# Vector Databases

In the previous section of this workshop, we discussed the importance of embedding a language's semantics in vectors (typically with hundreds of dimensions). Modern AI applications such as RAG systems or search engines need to access vast amounts of vectors quickly.

In this part, we will delve into vector databases, a technology that permits indexing, storing, and accessing millions of vectors. 

## We need some dependencies

In [None]:
import numpy as np
from scipy.spatial.distance import cityblock, euclidean, cosine
from qdrant_client import models, QdrantClient

import time

from movie_buddy.preprocessing.movies_dataset import get_movies_dataset
from sentence_transformers import SentenceTransformer

## What Does It Mean That Vectors Are Similar?

One of the main advantages of having text represented as a vector is that we can do some mathematics on it! Using different distance metrics, we can calculate how much two points in a multidimensional space are close to each other. The most commonly used in the context of NLP are: 

- Cosine Similarity
- Dot Product
- Euclidean Distance
- Manhattan Distance

## Are You a Math Geek? Let's see some formulas

If you are more interested in distance metrics mathematics, this paragraph is made for you. Otherwise, it is not necessary to understand the rest of the workshop; skip it!

### Distance Metrics Property
Do you want to invent new distance metrics? You can, but you must have some mathematical properties. So, given two vectors $a$ and $b$, a distance metric $d$ must be: 
1. **Non-negative**: $d(a, b) >= 0$;

2. **Symmetric**: $d(a, b) = d(a, b)$;

3. **Respect triangle inequality**: $d(a, b) <= d(a, r) + d(r, b)$ for all vectors $a$, $b$, $r$;

4. $d(p, q)=0$ only if $p=q$.

Okay, now let's see some distance formulas,: 


### Cosine Similarity
$$
d(a, b) = \cos(\theta) = \frac{\sum_{i=1}^{n} a_i b_i}{\sqrt{\sum_{i=1}^{n} a_i^2} \cdot \sqrt{\sum_{i=1}^{n} b_i^2}}
$$
### Dot Product
$$
d(a, b) = a \cdot b = \sum_{i=1}^{n} a_i b_i
$$

### Euclidean Distance
$$
d\left( a,b\right)   = \sqrt {\sum _{i=1}^{n}  \left( a_{i}-b_{i}\right)^2 } 
$$
### Manhattan Distance
$$
d(a, b) = \sum_{i=1}^{n} |a_i - b_i|
$$

**It is your turn!** In the following cell, try changing vector_a and vector_b to see how the different distances differ between the same vector!

In [None]:
vector_a = np.array([0.9, 0.1, 0.23, 0.15])
vector_b = np.array([0.9, 0.30, 0.23, 0.25])
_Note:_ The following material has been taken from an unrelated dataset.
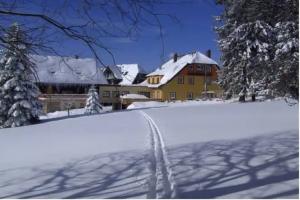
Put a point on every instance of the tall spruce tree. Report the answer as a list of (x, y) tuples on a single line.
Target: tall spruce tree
[(18, 94), (253, 38)]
cosine_distance = cosine(vector_a, vector_b)
dot_distance = np.dot(vector_a, vector_b)
euclidean_dist = euclidean(vector_a, vector_b)
manhattan_dist = cityblock(vector_a, vector_b)

print(
    f"Cosine: {cosine_distance}\nDot: {dot_distance}\nEuclidean: {euclidean_dist}\nManhattan: {manhattan_dist}\n"
)

Try to guess in which case one metric is better than another. Which metric I would choose for which type of problem? 

## Why We Need Vector Databases? 

Can't we just choose a distance and get the k-closest vectors with a classical **K-Nearest-Neighbour** algorithm? 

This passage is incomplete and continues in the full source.